American healthcare costs are surging. Insurance premiums have bloated, and deductibles and co-pays have risen to the point that even insured people can face serious financial stress from an unexpected illness or injury. The No Surprises Act protects against a common problem: surprise medical bills.

The No Surprises Act was passed by Congress in December 2020 and became effective on Jan. 1, 2022. Knowing your rights under this new law will help you protect yourself against excessive bills.

What Are Surprise Medical Bills?

Let’s look at two common ways to get hit with surprise medical bills.

Example #1

You’re involved in an emergency. Someone calls 911 and you’re taken to the nearest hospital. That hospital is not part of your insurance network. Next thing you know you have a catastrophic and unexpected bill.

Example #2

You have surgery scheduled with an in-network provider. When it’s over you discover that your anesthesiologist was not in your insurance network. The bill makes you want to go back to being unconscious.

These are not imaginary situations: they have happened to huge numbers of Americans, contributing to the staggering cost of emergency room services. The No Surprises Act is designed to prevent these incidents.
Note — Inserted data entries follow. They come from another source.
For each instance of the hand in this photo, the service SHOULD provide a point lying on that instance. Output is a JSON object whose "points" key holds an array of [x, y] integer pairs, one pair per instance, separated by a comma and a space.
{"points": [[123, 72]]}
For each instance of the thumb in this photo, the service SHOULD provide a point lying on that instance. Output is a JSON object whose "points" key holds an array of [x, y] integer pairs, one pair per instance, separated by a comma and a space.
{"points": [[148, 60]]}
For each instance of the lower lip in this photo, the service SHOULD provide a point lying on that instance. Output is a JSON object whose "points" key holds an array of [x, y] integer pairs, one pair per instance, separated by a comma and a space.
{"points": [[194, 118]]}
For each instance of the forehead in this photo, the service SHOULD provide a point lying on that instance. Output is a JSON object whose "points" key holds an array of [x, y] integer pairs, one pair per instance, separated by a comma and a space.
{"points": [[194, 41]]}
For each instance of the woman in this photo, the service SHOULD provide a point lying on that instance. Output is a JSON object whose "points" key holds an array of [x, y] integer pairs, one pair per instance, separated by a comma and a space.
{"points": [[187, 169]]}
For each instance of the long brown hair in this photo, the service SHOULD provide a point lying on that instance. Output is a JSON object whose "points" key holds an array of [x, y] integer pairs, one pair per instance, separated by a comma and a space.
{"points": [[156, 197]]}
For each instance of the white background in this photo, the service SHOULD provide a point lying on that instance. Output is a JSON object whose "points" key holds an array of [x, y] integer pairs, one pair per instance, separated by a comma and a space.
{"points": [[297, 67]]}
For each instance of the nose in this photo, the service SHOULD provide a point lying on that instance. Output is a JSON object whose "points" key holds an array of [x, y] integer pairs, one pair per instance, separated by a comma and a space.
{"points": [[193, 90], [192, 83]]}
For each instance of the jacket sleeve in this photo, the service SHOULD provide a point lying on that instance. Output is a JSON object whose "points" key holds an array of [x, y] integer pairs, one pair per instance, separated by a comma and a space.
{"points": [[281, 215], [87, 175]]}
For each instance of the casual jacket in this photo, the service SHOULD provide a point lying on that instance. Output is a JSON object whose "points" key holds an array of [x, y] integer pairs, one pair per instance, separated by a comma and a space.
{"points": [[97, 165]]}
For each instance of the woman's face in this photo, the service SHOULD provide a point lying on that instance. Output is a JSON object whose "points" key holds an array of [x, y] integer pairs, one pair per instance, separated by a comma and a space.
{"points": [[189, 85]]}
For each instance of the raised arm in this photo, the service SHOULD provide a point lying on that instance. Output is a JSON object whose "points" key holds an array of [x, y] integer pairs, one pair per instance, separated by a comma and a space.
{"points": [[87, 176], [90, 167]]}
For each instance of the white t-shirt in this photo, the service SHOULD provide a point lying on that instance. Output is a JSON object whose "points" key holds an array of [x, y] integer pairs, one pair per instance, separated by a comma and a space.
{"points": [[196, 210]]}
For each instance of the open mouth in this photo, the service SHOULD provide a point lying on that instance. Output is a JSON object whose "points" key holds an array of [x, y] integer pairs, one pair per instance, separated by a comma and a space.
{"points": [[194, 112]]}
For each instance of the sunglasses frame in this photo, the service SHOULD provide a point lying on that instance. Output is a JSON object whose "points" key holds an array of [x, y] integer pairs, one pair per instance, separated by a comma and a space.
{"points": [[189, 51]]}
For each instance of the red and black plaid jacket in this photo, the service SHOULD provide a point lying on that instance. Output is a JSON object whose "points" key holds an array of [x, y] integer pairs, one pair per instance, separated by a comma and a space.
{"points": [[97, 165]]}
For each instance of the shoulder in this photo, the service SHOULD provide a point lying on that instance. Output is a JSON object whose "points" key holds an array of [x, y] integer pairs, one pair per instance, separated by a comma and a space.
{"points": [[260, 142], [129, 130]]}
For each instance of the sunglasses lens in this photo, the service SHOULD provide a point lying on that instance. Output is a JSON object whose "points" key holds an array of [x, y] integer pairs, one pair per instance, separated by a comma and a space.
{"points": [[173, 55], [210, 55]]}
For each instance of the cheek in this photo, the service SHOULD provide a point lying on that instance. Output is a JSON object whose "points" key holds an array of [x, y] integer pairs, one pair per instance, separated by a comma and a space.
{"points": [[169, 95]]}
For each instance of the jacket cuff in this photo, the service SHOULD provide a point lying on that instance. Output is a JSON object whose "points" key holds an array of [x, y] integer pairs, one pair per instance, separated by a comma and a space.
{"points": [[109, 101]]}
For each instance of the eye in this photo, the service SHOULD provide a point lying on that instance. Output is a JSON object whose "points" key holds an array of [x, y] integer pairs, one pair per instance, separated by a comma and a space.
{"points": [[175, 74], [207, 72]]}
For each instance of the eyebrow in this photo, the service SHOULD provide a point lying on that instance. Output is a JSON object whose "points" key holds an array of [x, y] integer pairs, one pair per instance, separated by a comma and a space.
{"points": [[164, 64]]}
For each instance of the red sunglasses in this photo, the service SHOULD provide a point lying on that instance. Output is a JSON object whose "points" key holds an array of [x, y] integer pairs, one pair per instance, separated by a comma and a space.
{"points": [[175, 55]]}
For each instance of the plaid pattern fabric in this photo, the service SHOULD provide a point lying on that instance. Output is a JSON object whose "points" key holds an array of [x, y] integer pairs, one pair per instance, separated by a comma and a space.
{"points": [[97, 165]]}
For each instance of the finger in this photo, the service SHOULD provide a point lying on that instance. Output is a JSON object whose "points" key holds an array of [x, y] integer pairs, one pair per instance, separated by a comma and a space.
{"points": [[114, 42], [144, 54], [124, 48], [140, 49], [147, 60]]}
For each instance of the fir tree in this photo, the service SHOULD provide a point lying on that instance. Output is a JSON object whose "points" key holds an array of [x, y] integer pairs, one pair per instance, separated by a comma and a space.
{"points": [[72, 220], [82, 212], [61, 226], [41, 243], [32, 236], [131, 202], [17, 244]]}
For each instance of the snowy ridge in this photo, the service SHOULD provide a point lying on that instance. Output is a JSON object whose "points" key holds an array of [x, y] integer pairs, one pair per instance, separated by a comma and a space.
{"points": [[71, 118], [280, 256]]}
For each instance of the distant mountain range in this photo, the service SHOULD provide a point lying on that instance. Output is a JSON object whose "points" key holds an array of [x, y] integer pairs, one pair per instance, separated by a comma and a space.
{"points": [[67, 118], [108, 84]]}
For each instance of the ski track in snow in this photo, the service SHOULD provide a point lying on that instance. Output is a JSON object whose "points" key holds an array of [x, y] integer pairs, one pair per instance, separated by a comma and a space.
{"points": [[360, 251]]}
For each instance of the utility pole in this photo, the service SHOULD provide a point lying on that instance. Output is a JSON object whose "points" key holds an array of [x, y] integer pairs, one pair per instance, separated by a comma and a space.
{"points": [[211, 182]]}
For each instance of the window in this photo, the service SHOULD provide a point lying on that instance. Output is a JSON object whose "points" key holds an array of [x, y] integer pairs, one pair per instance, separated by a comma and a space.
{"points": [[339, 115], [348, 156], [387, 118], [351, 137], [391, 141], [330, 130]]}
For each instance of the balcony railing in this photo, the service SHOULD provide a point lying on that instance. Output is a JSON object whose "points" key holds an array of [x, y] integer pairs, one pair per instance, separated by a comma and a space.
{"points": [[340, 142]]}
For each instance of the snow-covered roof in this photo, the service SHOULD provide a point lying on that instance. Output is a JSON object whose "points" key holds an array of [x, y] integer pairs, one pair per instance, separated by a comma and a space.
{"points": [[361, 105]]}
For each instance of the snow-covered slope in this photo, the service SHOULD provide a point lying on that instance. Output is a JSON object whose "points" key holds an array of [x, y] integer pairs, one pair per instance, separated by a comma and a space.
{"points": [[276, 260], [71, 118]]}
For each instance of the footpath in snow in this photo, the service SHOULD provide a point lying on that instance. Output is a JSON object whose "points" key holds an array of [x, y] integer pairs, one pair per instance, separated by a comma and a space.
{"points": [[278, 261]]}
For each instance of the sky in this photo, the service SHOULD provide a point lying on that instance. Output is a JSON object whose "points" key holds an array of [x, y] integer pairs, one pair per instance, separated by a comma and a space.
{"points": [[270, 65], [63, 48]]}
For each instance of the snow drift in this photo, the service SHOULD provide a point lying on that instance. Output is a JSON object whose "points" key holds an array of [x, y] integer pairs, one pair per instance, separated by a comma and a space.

What is the No Surprises Act?

The No Surprises Act was passed as part of the Consolidated Appropriations Act, after years of negotiations. The act is designed to address a serious market failure: patients have almost no choice of emergency providers, and while they may choose their primary providers they often cannot choose secondary providers like radiologists or anesthesiologists.

The No Surprises Act applies only to commercial health insurance holders: surprise billing is already banned for Medicare, Medicare Advantage, and Medicaid patients.

The new law prohibits out-of-network providers from billing more than the in-network cost-sharing figure specified for these service categories:

  • Any out-of-network emergency professional or facility service.
  • Any post-stabilization care provided at an out-of-network facility before a patient can be safely transferred.
  • Emergency or non-emergency air ambulance transport.
  • Our-of-network services delivered at an in-network provider (unless the provider uses a notice and consent process).

The notice and consent process requires a provider to inform the patient of out-of-network status and obtain written consent to receive those services. The notice must be provided at least 72 hours before the service is required unless the service is scheduled before then.

Insurance companies are required to treat all of these expenses as in-network costs. Out-of-pocket costs, deductibles, and cost-sharing must be calculated on an in-network basis.

If you’re uninsured or you do not intend to use your insurance you are entitled to a reasonable estimate of charges before you approve a service. If your bill is more than $400 over the estimate you can dispute the charge within 120 days of the billing date.

⚠️ It’s important to note that ground ambulance services are not covered by the No Surprises Act.

The Act also provides arbitration guidelines for disputes between providers and insurers on acceptable charges, which is of less concern to healthcare consumers.

What Does it Mean For You?

The No Surprises Act will affect healthcare consumers in several ways.

The most significant impact is that out-of-network charges for most emergency services – with the notable exception of ground ambulances – will no longer be permitted. You no longer need to worry about ending up in an out-of-network emergency room and succumbing to shock when you get the bill.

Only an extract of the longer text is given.